Artillery Ammunition

Artillery includes guns, howitzers, mortars, and missile launchers.

Fixed ammunition, made like the cartridges for small arms, is used in some guns with bore diameters up to 105 millimeters (about 4 inches). In semifixed ammunition, used in some guns of calibers from 75 mm to 120 mm (about 5 inches) and in some 5-inch (127-mm) and 6-inch (152-mm) naval guns, the projectile fits loosely in the case and can be removed to increase or decrease the powder charge. With separate-loading ammunition the projectile is placed in the gun, followed either by a case containing propellant and primer, or by cloth bags of powder and a separate primer.

Projectiles

An artillery projectile made of solid metal is called shot. Several types, known as kinetic-energy projectiles, are designed for penetrating armor plate. These projectiles are made of a dense metal (or with a core of dense metal) and are fired from guns at a very high velocity. Field artillery projectiles range in size from tens of millimeters to a few hundred millimeters, and can weigh from a few pounds (1 kilogram) to hundreds of pounds (hundreds of kilograms).

An artillery projectile that contains an explosive charge is called a shell. A highexplosive shell inflicts damage by the force of the explosion itself, as well as by fragments of the shell casing that scatter widely. One type of projectile designed for use against troops contains bundles of small dartlike fragments called flechettes that scatter in all directions with great force when the shell explodes. Smoke shells contain a chemical used to produce smoke screens. Chemical shells, used in World War I, contained poison gas that was released on impact. Illuminating, or star, shells contain flares attached to parachutes to illuminate targets at night.

Armor-piercing shells are designed primarily for use against tanks. Some, called kinetic-energy shells, use high velocity to penetrate the armor; others, called HEAT shells, use explosives to do so. Armorpiercing incendiary shells are designed to set fires inside tanks. Submunition shells, used mainly against troops, contain explosive devices (usually grenades or mines) that are ejected when the shell lands.

Charges and Fuzes

The explosive charge in an artillery projectile is usually TNT, amatol, a picric-acid compound, or ammonium picrate.

The explosive charge is set off by a fuze. The rotation of the projectile in the gun barrel unlocks the fuze mechanism so that it is “armed” and ready to set off the main charge. The fuze may act directly on the main charge, or, more generally, it may detonate a small quantity of another explosive, such as lead azide. A series of two to four successive split-second explosions (called the explosive train) takes place in the firing of many types of rounds.

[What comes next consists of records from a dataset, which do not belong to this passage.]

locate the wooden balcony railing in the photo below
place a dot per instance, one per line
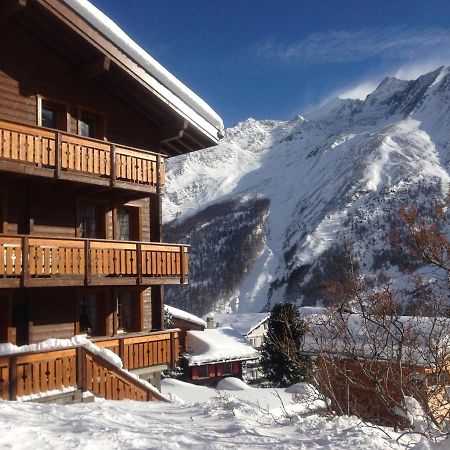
(30, 261)
(30, 373)
(52, 153)
(144, 350)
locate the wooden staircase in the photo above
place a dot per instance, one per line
(27, 375)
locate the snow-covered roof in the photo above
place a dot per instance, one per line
(159, 80)
(180, 314)
(217, 345)
(244, 323)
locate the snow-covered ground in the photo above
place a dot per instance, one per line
(235, 416)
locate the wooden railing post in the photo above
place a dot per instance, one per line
(113, 165)
(158, 174)
(182, 268)
(139, 262)
(88, 268)
(58, 155)
(173, 352)
(122, 352)
(25, 261)
(81, 368)
(13, 377)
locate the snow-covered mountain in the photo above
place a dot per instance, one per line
(264, 210)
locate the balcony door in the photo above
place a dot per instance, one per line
(91, 220)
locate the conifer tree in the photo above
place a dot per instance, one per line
(282, 361)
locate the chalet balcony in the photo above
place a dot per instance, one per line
(56, 154)
(77, 367)
(30, 261)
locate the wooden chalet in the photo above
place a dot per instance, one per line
(214, 354)
(87, 119)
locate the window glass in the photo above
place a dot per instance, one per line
(88, 216)
(88, 314)
(124, 314)
(49, 116)
(123, 224)
(203, 372)
(87, 126)
(227, 369)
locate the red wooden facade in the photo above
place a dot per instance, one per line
(212, 373)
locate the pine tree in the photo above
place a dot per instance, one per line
(281, 359)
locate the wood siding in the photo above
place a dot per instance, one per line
(43, 71)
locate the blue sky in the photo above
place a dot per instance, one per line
(275, 59)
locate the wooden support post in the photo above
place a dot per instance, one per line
(87, 255)
(173, 352)
(58, 155)
(25, 276)
(13, 377)
(139, 263)
(81, 368)
(157, 298)
(113, 165)
(158, 174)
(156, 229)
(114, 300)
(122, 353)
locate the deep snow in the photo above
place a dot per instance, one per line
(202, 417)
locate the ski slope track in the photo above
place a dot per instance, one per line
(349, 161)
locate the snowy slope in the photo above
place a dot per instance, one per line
(201, 418)
(344, 170)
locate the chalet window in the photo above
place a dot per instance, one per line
(87, 126)
(88, 220)
(52, 114)
(49, 116)
(203, 372)
(91, 124)
(127, 224)
(227, 369)
(123, 224)
(124, 311)
(88, 314)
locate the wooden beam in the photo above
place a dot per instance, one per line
(174, 131)
(93, 69)
(11, 7)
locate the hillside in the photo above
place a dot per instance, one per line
(266, 210)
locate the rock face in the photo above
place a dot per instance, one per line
(266, 210)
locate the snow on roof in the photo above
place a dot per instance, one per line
(164, 84)
(217, 345)
(180, 314)
(244, 323)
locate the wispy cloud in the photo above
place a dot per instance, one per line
(358, 45)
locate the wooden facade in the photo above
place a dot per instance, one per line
(211, 374)
(83, 142)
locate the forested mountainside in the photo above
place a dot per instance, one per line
(268, 210)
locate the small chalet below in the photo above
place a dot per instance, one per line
(214, 354)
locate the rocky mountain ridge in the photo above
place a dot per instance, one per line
(281, 194)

Impact fuzes are designed to detonate the projectile on striking an object. Some fuzes contain a short delay element (normally compressed black powder) which allows the shell either to penetrate the target or to ricochet into the air for a fraction of a second before bursting. Time fuzes explode the shell at a preset time after it leaves the gun. Some time fuzes use a mechanical watchlike device; others are operated by the slow burning of a train of compressed black powder. The proximity fuze contains an electronic device that explodes the projectile at a preset distance from the target. Other types of fuzes may be set to detonate the explosive charge at a given altitude.

Primers and Propellants

Artillery is fired by friction primers, in which a strip of metal is drawn through mercury fulminate or some other priming material; by electric primers, ignited by a spark; and by percussion primers like those used on small-arms ammunition. The propellant is usually a slow-burning smokeless powder. Smokeless powders are forms of nitrated cellulose.

The ammunition used in recoilless rifles has a perforated case to allow part of the propellant gases to escape to the rear of the gun, thus eliminating recoil, or “kick.”